Dans un long message sur Instagram, la comédienne de 33 ans a détaillé les violences sexuelles dont elle a été victime.

« Je ne sais pas si je connais une seule femme qui n’ai pas de douloureuses expériences à partager. » Dans un message publié sur Instagram, samedi 23 novembre, le jour de la manifestation #NousToutes contre les violences sexistes et sexuelles, l’actrice Lucie Lucas a témoigné de sa propre expérience. Star de la série Clem sur TF1, elle dit avoir été victimes de viol, à plusieurs reprises, ainsi que de harcèlement et d’agressions sexuelles, aussi bien dans son enfance qu’à l’âge adulte, jusque dans le milieu de l’audiovisuel.

« J’aimais secrètement ce garçon de deux ans de plus que moi« , écrit-elle notamment, « mais je n’ai pas aimé qu’il s’en aperçoive et me viole dans sa cave quand je pleurais toutes les larmes de mon corps en disant non ». Plus loin, elle décrit un second viol, par son compagnon d’alors, « avec la volonté de me faire mal et de me punir parce qu’il pensait que je l’avais trompé ».

Les premiers des faits dénoncés par Lucie Lucas, qui choisit de ne pas nommer les hommes qu’elle accuse, se sont produits entre ses 6 et ses 8 ans. Elle explique avoir été « coincée quotidiennement dans les toilettes » par des garçons qui essayaient de la déshabiller et la forçaient à « garder leur langue dans ma bouche ».

Elle décrit également une agression sexuelle quand elle était enfant, de la part d’un professeur de théâtre qu’elle accuse d’avoir « tâté mes seins naissants et remonté ses mains le long de mes cuisses chaque fois que je me trouvais à côté de lui ». Elle dénonce également le comportement d’un professeur de sport, en 6e, « qui s’amusait régulièrement à comparer le développement de mon corps et celui de ma meilleure amie », et un enseignant de technologie qui « nous bloquait la sortie avec son corps, le regard amusé et la langue sur les lèvres. »
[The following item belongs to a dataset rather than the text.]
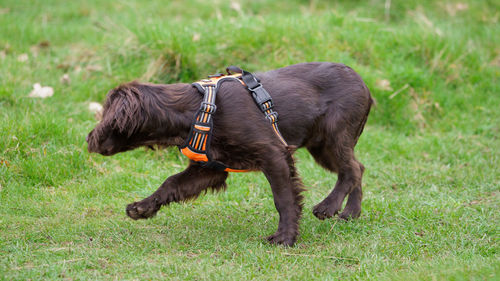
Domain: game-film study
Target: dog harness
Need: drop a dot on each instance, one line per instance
(197, 145)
La comédienne dénonce également des comportements rencontrés dans son milieu professionnel, comme actrice et mannequin. Elle affirme avoir été victime de « chantage » de la part d’un réalisateur pour jouer une scène de nue : ce dernier, dit-elle, lui a assuré « que mon corps ne serait vu que de loin alors que j’ai découvert devant ma télé que mon postérieur remplissait tout l’écran. » 

Comme mannequin, elle dit avoir été « reluquée et touchée par des photographes ». Et elle affirme avoir également été confrontée, dans le milieu de la publicité, à un client qui tentait « régulièrement de m’embrasser, et [a fini] par me renvoyer car je refusais ses avances ».

Dimanche soir, le message de Lucie Lucas avait été « aimé » par plus de 11 500 personnes sur Instagram, une journée après sa publication. « Nous voulons vivre dans un monde (…) où jamais ne craignons » les hommes, conclut la jeune femme dans son texte. « Nous n’acceptons plus la hiérarchisation des sexes et la violence des gestes et des mots. LA PAIX ».